A life of mystery

Welcome to this week’s Reno News & Review.

I wonder if everyone’s life is as filled with mystery and suspense as mine is. Or maybe I just make molehills into mountains in print, so things that other people consider minor details in life get put under a magnifying glass where I’m concerned.

But there’s something strange and exciting going on at my house. It goes like this: I have a horrible watchdog. Her name is Alice, and she’s a neurotic rescue dog. She has the most piercing bark you’ve ever heard, but she’s quite maladroit at determining when to use it. You might say she’s a broken watchdog in that she’s only right twice a day.

My car has been broken into twice in the last few years. Not a peep. But if that mail delivery person shows up six times a week, she goes crazy six times a week. She freaks on any jogger or walker who passes by the house.

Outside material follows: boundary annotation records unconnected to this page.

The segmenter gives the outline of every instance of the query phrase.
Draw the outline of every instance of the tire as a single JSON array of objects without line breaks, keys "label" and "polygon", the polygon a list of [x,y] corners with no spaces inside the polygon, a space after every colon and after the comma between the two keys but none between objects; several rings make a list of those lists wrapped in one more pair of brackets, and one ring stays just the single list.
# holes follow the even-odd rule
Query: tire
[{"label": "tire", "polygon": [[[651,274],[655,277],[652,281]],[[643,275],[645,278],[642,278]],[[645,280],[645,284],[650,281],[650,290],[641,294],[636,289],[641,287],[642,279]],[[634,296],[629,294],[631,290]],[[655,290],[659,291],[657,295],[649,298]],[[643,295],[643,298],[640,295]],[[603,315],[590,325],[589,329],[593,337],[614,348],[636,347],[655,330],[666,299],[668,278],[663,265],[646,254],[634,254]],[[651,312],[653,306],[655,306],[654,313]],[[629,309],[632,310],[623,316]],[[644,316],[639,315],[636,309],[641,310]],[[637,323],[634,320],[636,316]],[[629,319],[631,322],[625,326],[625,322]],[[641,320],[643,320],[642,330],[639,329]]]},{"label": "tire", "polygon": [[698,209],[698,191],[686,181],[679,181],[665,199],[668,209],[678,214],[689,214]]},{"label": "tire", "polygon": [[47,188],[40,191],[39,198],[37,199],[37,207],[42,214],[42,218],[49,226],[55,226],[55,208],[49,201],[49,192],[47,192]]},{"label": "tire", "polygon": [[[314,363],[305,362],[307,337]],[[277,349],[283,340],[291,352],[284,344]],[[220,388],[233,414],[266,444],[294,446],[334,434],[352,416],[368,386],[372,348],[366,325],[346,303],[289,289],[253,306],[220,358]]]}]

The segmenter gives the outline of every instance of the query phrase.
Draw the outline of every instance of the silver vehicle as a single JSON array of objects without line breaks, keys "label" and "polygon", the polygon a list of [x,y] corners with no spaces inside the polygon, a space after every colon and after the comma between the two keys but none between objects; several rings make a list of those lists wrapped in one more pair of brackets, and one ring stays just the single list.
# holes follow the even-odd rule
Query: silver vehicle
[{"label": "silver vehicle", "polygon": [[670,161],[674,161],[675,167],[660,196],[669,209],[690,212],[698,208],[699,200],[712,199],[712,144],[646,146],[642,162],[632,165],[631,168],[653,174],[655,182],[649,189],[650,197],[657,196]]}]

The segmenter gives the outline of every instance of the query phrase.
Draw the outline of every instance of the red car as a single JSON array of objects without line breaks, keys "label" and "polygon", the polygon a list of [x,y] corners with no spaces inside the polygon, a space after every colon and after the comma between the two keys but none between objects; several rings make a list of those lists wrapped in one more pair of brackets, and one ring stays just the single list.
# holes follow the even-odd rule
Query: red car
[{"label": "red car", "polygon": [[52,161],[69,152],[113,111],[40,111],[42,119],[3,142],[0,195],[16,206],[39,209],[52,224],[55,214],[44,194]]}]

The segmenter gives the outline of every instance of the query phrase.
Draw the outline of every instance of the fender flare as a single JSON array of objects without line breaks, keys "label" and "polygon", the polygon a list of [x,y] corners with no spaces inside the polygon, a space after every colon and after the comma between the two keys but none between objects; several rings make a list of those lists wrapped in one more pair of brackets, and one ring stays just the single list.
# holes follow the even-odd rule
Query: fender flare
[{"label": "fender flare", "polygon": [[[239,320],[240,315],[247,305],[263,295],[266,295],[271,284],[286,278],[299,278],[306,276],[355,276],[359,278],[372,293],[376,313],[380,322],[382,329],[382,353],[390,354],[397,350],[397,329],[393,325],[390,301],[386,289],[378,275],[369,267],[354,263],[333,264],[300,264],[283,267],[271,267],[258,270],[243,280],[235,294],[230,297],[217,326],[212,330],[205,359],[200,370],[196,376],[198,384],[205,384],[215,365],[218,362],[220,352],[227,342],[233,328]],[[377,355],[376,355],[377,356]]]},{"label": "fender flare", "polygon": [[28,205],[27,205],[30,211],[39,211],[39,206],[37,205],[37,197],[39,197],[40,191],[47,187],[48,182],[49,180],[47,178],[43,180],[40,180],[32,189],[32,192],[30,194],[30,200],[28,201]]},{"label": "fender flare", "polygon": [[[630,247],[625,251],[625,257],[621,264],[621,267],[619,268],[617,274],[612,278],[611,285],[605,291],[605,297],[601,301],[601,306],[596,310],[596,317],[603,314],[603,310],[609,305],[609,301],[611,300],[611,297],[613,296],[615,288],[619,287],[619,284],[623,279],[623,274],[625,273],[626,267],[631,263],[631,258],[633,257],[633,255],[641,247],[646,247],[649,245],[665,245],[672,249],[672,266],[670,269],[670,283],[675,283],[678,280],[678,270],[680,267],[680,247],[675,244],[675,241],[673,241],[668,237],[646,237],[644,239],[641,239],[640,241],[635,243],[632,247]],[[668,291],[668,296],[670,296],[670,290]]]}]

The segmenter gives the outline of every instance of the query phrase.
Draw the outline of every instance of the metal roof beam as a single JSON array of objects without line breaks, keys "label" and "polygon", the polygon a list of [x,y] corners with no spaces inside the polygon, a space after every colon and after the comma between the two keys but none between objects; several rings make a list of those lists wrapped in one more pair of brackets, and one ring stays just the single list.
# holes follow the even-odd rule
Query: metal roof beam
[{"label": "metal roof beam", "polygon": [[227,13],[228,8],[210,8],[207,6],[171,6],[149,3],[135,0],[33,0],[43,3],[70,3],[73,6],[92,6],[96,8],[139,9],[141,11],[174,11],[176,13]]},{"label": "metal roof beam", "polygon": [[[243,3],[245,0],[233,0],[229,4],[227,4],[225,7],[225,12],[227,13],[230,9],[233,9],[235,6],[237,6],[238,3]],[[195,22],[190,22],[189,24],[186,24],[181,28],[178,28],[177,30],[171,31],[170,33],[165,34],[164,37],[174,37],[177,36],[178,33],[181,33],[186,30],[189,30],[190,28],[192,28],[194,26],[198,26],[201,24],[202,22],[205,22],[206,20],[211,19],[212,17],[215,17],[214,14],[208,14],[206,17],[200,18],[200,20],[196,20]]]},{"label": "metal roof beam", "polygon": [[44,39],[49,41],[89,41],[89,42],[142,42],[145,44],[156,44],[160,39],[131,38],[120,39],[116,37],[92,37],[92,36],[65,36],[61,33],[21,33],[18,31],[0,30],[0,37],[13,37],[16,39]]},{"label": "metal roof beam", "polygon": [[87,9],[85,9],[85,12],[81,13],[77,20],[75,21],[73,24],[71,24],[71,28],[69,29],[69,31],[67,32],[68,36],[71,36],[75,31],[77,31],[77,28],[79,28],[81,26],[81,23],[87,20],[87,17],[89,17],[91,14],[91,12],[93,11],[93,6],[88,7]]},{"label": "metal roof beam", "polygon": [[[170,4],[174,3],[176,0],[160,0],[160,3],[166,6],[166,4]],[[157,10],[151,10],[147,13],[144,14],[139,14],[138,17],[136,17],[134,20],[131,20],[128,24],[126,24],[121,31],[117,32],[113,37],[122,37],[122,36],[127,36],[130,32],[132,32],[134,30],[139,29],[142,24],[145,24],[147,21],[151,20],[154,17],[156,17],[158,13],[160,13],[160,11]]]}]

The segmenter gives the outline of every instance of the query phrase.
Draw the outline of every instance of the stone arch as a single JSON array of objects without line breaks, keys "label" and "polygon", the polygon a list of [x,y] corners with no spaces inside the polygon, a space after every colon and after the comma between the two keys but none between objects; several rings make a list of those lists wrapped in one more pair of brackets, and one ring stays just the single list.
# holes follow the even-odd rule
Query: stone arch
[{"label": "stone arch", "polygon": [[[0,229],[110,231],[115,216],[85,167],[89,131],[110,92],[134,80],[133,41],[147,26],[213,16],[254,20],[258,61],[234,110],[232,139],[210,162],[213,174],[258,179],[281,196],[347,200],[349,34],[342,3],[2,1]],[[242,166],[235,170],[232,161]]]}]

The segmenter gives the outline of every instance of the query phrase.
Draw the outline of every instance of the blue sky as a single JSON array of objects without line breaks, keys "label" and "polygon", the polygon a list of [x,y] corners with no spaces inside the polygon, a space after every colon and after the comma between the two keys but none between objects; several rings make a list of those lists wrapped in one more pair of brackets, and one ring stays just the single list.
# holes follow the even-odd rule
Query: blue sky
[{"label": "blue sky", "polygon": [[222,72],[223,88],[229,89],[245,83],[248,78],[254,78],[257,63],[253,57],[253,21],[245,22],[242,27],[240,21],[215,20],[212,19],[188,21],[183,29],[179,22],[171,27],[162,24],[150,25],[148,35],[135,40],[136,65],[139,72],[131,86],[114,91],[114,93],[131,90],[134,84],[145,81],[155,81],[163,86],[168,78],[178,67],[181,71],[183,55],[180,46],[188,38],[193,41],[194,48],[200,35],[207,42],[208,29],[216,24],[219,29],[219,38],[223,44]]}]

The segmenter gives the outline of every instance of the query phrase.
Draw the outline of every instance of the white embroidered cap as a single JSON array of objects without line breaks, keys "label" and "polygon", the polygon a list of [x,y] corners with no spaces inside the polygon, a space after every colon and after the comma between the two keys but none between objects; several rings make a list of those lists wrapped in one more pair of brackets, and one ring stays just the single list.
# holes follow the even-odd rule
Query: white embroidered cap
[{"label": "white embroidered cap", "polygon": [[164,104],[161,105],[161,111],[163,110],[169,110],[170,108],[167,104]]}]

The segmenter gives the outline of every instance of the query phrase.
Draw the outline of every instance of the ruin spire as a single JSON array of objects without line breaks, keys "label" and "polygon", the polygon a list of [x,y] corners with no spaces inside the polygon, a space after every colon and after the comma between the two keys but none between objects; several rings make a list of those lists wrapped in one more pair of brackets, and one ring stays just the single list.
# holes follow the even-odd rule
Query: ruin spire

And now to the mystery. Something is creeping in Alice’s dog door late at night and eating her food. Alice goes apoplectic, but only on the visitor’s exit—as evidenced by the emptiness of her bowl. It happens almost every night. I’m thinking it might be a raccoon, but I can’t really say. There are always splashes of water near the bowl, but no footprints. Maybe it’s a possum or something even more exotic, a humanoid creature from a Dungeons & Dragons soiree that somehow broke through the interdimensional barriers.

I’m kind of worried about Prometheus the cat because I know he’ll take on all comers. In fact, I get a little concerned about what I’m going to find under my bed when I see one of those “lost dog” posters on the lightposts in the neighborhood.

Now I have to figure out how to capture this creature, but the question is, how do I catch it without catching Alice or Prometheus?